Building, Ballisk, Co. Dublin
Co. Dublin |
Utility Structures
Sometimes the most intriguing entries in the archaeological record are the ones that have almost entirely vanished.
At Ballisk in County Dublin, the surviving evidence amounts to a single line in a seventeenth-century survey: a thatched house and a barn, noted down by commissioners doing their work during the Cromwellian period, and not seen in any reliable record since. No walls, no foundations reliably identified on the ground, no later maps pinning the spot down with confidence. Just the entry, and the question of what once stood there.
The record comes from the Civil Survey of 1654 to 1656, a systematic attempt by the Cromwellian administration to catalogue landholding and property across Ireland, partly to facilitate the redistribution of confiscated land. The survey is an invaluable document for historians precisely because it catches a moment of upheaval, recording what existed before so much was swept away. At Ballisk, the commissioners noted simply 'one thacht house and barne', a phrase that places this as a vernacular rural holding of the mid-seventeenth century, the kind of modest agricultural settlement that would have been common across the Dublin countryside at the time. The reference was published by Robert Simington in 1945 as part of his edited volumes of the Civil Survey transcriptions, and was later compiled into the archaeological record by Geraldine Stout, who uploaded the entry in August 2011.
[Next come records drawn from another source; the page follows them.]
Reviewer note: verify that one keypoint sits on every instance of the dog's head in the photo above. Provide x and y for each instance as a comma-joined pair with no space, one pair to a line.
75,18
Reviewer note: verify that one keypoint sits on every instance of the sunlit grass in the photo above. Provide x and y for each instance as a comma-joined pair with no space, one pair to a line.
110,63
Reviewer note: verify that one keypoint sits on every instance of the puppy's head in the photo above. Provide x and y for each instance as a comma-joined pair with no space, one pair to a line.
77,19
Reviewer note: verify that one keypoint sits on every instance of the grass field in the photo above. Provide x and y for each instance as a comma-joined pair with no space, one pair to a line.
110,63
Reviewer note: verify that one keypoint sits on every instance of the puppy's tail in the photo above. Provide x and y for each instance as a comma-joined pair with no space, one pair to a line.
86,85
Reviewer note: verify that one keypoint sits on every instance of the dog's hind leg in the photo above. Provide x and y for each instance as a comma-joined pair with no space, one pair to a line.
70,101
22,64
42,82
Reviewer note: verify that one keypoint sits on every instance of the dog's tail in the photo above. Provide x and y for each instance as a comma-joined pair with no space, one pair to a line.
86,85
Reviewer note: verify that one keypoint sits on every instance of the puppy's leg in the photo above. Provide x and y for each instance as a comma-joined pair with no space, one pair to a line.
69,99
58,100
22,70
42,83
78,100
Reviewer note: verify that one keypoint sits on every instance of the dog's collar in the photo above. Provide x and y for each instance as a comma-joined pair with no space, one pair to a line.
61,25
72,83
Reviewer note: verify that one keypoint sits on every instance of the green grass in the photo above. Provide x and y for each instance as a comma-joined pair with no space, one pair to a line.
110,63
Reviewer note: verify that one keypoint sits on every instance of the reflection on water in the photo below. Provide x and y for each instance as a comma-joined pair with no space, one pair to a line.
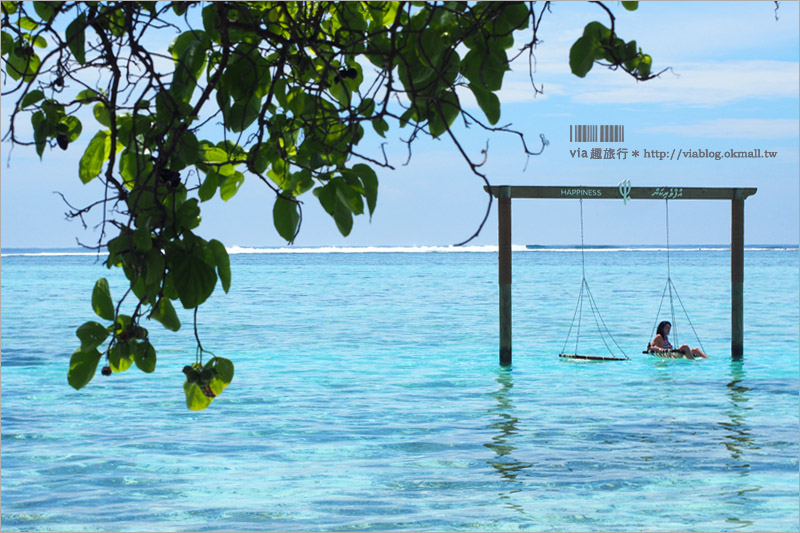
506,427
737,432
737,438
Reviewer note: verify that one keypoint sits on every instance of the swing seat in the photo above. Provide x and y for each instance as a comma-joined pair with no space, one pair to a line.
591,357
672,354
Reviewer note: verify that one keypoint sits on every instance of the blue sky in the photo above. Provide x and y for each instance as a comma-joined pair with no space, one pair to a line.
733,85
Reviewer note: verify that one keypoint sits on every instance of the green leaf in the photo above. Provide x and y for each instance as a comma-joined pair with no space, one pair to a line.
209,186
31,98
7,43
343,217
380,126
27,23
196,400
87,95
101,114
95,155
223,263
142,240
101,300
193,277
74,128
223,370
488,102
189,52
76,38
82,367
286,217
188,215
144,355
44,10
92,334
23,63
120,357
581,56
645,63
165,313
230,186
485,67
442,116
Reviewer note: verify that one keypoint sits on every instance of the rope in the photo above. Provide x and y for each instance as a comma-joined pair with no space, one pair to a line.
696,336
583,260
592,305
670,286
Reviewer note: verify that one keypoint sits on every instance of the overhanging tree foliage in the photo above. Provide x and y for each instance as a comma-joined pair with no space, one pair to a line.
296,86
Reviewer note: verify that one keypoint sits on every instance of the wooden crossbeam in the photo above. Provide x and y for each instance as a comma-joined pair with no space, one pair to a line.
614,193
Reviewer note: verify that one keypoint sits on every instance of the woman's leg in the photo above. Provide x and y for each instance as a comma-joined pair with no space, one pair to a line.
698,353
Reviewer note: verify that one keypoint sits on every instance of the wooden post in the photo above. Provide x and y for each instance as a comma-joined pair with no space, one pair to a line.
737,277
504,261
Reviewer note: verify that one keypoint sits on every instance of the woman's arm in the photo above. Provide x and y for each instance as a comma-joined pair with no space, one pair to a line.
658,344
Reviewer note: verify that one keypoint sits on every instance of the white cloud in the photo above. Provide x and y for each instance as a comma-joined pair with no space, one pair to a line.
733,129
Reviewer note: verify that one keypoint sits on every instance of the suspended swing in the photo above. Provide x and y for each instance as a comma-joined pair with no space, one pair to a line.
669,288
585,293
Because the site has not been precisely located, there is no specific point on the landscape a visitor can be directed towards with any confidence. Ballisk is a townland in north County Dublin, and the general area can be explored, but the building itself remains unplaced. What makes this entry worth attention is less any physical feature and more what it represents as a category of evidence: the vast majority of ordinary rural buildings from this period left almost no trace, and the Civil Survey is often the only documentation they ever received. For anyone interested in the texture of everyday life in seventeenth-century Ireland, the laconic note of a thatched house and barn at Ballisk is, in its quiet way, as revealing as a standing ruin.